Christopher Piatt on the future of journalism
By CHRISTOPHER PIATT February 11, 2013 2:42PM
Updated: February 11, 2013 8:34PM
The future of journalism is the opposite of tax and taxes; there seems to be no certainty to it whatsoever. For a Gen Xer like myself, there’s little promise on which to hang one’s hopes for a traditional career in journalism. Which is why when I envisioned a career for myself in the magazine game, I tried to imagine a kind of journalism that didn’t depend solely on the printed word.
This is why I started my free weekly “live magazine” show, The Paper Machete.
Though it’s newfangled, the project has great historical precedence. (As the former theater critic of Time Out Chicago, I’m a sucker for theatrical anecdotes.) In the late 1930s, the Works Progress Administration operated a vast, national professional theater company. The Federal Theater employed thousands of Depression-era, out-of-work stage professionals — for the fate of live theater was then a big concern — staging plays free of charge to audiences around the United States. It’s estimated that one in four Americans saw a Federal Theater play during its heyday.
One of the most popular productions of the Federal Theater was a series of “Living Newspapers,” which were, in a pre-televised news era, sort of information pageants patched together from newspaper stories around the globe. The Living Newspapers employed scores of underemployed actors, and out-of-work journalists were brought onto the projects to act as documentary playwrights. As someone who loves theater and journalism in equal measure, the idea of the Living Newspaper was very appealing to me.
We started Paper Machete, a nonprofit, in the back corner of a friendly Lincoln Square tavern called Ricochets and eventually grew to fill the Green Mill, Uptown’s storied Green Mill Cocktail Lounge. Every Saturday, the city’s top stand-up comedians, sketch performers, improvisers, playwrights, spoken-word artists and musicians of every stripe take to the Machete’s microphone, performing variety bits about current events and pop culture. We call it “a salon in a saloon.” Oh, and we also have a very popular talking bird named Chad.
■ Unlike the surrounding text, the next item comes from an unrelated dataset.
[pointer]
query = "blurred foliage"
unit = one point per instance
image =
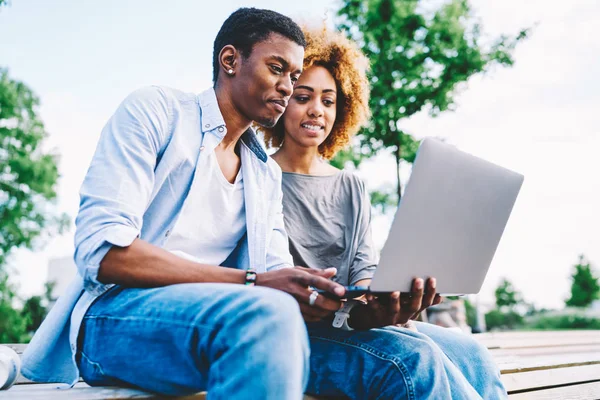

At the beginning of every week, we have no show — just talented writers and comics booked on the roster. We all gather, and everybody chooses which current event or pop culture item he or she wants to take on for that week’s show, which they then rip and riff straight from the headlines.
There’s no “I” in Paper Machete (which is really just a grammatical coincidence, but a convenient teachable moment at that). Unlike the ever-abundant Chicago storytelling showcases in which performers talk about their own lives, we ask most of our contributors to stay away from first-person prose. It’s ironic, then, that I’m doing just the opposite with this column. But as the foundation of journalism continues to shift underneath us, it’s my hope that the Machete can be a place where journalistic commentary can flourish — and where the news can laugh at itself.
Christopher Piatt donated his fee for writing this column to Paper Machete.